- Theatrical release poster
- Directed by: David Charhon
- Screenplay by: David Charhon; Ismael Sy Savane;
- Produced by: Jean-Charles Levy ; Nicolas Manuel; Olivier Albou; Laurence Schonberg; David Charhon; Jakéma Charhon; Eponine Maillet; Olias Barco; Vlad Riashyn; Anna Vlasova; Karyna Bershadskaya;
- Starring: Jean-Claude Van Damme; Alban Ivanov; Assa Sylla; Samir Decazza;
- Distributed by: Netflix
- Release date: 30 July 2021;
- Running time: 110 minutes
- Country: France
- Language: French

= The Last Mercenary (2021 film) =

The Last Mercenary is a 2021 French action comedy film directed by David Charhon with a screenplay by Charhon and Ismael Sy Savane. The film stars Jean-Claude Van Damme in the lead role, along with a supporting cast that includes Alban Ivanov, Assa Sylla and Samir Decazza. It was released on Netflix on 30 July 2021.

==Plot==
Richard Brumere is a secret agent who worked for the government. During an operation, Richard had impregnated the ex-wife of his friend Jouard. The two have a son named Archibald al Mahmoud. His wife asks that her son be given two things: money given by the government and someone to take care of him.

An agent by the name of Fernand was assigned to take care of him and did so for the past couple of years. Archibald never knew his father, so he always assumed Fernand was his dad. Meanwhile, at a bank, Ministre Sivardiere had discovered a fake employee providing Archibald al Mahmoud with money for the past couple of years. Also, Archibald al Mahmoud was considered a terrorist wanted for arms and drug trafficking. Sivardiere had shut down the money, which also erased the immunity, leading government agents to pursue him. Agents show up at his home, and with the use of a device only known as the Big Mac, Fernand has a heart attack after his pacemaker fails due to the Big Mac frying the electrical signal. Archibald tries to get away but is arrested. He is interrogated about his alleged activities but is passed out.

Richard finds out about his son and how he's being held by the government and stages a rescue. After a lengthy brawl with agents, Richard saves his son but does not disclose he is the father by using the alias, George.
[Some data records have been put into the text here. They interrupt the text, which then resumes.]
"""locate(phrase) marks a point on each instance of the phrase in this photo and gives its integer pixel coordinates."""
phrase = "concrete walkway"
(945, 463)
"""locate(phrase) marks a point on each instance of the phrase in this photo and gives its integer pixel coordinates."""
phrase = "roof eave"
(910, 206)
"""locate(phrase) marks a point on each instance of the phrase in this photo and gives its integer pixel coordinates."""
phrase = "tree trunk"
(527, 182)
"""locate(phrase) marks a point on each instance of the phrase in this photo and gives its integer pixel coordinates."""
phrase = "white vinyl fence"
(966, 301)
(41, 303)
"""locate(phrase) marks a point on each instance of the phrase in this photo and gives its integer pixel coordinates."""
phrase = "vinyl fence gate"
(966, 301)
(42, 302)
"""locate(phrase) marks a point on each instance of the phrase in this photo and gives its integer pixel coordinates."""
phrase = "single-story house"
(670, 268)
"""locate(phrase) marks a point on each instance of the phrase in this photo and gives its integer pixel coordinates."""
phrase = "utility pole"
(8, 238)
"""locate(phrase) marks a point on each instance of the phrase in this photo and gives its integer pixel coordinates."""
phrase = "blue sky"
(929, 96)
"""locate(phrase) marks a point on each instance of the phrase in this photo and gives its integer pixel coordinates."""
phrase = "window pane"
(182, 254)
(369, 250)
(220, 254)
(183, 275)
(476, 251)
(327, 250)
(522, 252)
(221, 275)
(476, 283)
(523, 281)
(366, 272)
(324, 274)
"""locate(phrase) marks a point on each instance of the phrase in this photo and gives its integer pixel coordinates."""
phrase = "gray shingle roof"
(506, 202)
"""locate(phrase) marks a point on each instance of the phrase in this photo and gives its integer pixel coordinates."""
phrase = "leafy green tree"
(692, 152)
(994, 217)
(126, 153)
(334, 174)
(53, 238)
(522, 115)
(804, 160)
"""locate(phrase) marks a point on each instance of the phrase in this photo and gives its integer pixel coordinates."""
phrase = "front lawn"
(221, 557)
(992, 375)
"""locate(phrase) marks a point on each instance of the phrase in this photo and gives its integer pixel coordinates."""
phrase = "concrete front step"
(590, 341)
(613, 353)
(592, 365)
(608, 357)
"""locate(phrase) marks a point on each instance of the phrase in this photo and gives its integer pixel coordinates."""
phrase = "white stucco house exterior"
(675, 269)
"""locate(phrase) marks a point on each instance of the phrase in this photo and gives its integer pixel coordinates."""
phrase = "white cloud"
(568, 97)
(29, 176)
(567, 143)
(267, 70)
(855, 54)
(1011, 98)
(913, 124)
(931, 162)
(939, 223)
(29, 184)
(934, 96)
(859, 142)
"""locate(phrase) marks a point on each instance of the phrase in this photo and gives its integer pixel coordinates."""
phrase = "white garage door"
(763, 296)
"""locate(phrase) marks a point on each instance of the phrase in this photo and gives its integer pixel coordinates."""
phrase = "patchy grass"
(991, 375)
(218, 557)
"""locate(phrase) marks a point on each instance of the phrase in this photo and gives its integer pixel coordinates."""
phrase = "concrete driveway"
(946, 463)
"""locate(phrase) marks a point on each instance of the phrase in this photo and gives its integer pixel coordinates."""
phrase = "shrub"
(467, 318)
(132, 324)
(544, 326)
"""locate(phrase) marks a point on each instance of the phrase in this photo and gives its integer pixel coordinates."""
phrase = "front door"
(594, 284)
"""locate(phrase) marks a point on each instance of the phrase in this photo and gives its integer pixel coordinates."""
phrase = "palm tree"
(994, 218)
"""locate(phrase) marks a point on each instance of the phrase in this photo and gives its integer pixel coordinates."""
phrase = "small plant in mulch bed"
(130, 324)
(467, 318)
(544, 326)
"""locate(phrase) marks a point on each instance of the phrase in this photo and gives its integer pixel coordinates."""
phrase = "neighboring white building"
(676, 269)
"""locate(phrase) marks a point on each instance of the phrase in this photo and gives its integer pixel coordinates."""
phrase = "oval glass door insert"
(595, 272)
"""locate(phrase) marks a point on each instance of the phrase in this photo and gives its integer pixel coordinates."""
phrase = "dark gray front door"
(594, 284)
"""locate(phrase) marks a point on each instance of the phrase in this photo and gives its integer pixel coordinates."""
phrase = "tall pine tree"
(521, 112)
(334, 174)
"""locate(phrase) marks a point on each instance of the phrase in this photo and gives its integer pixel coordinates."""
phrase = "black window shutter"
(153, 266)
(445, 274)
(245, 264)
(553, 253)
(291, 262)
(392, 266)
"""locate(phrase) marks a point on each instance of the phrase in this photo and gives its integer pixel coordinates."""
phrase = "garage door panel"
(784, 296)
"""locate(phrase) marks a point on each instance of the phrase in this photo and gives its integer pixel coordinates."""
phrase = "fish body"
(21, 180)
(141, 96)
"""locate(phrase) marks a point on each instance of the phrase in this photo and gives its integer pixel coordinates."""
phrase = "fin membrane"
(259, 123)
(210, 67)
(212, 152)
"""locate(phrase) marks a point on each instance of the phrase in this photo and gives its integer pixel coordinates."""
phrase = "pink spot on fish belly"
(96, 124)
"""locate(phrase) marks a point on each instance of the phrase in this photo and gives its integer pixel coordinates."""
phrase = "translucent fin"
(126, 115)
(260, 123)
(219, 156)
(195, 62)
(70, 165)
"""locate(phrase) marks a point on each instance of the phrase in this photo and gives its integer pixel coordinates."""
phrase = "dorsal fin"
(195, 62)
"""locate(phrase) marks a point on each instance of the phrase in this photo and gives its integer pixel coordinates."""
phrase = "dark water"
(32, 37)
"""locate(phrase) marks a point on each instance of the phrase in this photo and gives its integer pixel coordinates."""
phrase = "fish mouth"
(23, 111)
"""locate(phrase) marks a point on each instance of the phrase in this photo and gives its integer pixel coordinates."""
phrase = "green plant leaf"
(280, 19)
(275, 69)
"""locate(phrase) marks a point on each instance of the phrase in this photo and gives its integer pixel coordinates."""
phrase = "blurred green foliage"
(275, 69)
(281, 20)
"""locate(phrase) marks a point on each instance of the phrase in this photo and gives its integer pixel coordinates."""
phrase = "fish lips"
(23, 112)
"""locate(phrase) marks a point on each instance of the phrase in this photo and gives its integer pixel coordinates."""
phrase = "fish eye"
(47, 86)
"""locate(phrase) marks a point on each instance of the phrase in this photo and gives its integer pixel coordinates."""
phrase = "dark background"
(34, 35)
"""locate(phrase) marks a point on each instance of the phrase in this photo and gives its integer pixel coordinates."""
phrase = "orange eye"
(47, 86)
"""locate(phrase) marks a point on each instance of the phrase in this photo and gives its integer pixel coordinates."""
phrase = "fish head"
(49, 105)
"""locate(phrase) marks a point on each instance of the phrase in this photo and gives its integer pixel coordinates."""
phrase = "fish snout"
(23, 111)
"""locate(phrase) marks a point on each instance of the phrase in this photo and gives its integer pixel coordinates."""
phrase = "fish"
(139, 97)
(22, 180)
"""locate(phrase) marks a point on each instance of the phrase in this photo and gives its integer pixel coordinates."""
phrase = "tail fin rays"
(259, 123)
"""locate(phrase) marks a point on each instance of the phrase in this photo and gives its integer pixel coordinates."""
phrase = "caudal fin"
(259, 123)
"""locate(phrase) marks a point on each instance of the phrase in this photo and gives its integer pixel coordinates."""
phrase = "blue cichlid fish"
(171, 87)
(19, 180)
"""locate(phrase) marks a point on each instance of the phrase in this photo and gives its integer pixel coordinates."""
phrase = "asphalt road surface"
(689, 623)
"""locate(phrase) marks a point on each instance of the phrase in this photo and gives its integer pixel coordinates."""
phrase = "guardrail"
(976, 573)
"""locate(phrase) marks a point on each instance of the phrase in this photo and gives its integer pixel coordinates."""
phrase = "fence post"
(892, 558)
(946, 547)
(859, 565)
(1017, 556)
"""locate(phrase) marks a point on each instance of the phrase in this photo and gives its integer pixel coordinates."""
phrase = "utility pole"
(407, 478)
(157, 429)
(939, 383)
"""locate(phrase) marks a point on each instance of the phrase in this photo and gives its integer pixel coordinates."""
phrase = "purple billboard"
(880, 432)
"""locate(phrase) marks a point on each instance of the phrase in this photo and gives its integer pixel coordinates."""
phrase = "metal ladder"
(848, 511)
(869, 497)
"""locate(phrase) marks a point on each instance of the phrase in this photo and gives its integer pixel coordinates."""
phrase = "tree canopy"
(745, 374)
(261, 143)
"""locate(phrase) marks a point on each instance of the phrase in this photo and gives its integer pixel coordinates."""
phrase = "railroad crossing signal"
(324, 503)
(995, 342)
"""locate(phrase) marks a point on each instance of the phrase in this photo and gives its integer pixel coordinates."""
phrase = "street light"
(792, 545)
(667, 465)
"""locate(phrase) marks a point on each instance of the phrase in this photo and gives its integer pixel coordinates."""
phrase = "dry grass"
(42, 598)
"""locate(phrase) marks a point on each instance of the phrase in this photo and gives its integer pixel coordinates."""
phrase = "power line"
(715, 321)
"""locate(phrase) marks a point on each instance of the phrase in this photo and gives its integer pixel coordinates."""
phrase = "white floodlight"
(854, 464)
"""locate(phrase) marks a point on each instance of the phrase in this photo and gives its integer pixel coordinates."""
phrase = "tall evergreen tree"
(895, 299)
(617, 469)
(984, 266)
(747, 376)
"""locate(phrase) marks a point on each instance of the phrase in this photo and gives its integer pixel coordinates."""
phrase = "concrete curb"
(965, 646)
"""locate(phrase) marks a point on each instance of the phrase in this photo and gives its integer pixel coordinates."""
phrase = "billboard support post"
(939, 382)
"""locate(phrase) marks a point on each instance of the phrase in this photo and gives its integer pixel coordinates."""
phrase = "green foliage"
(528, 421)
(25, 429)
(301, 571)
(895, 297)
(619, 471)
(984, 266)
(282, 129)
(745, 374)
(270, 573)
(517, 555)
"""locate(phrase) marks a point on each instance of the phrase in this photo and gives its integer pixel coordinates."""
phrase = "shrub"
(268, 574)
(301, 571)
While getting away and kidnapping a willing Sivardiere, Richard is exposed, and Archibald feels betrayed. Richard reminisces about his wife twirling the pendant around her finger. Archibald comes out and realizes he was the man who comforted him at the funeral, realizing he was never truly abandoned. After recovering the Big Mac, Jouard realizes that Richard still had to be taken in for the events of the prior operation Cup-and-Ball. Richard triggers the Big Mac killing the power in the building and escaping but still promises to be there for his son.

==Reception==

 Metacritic, which uses a weighted average, assigned the film a score of 48 out of 100, based on 9 critics, indicating "mixed or average" reviews.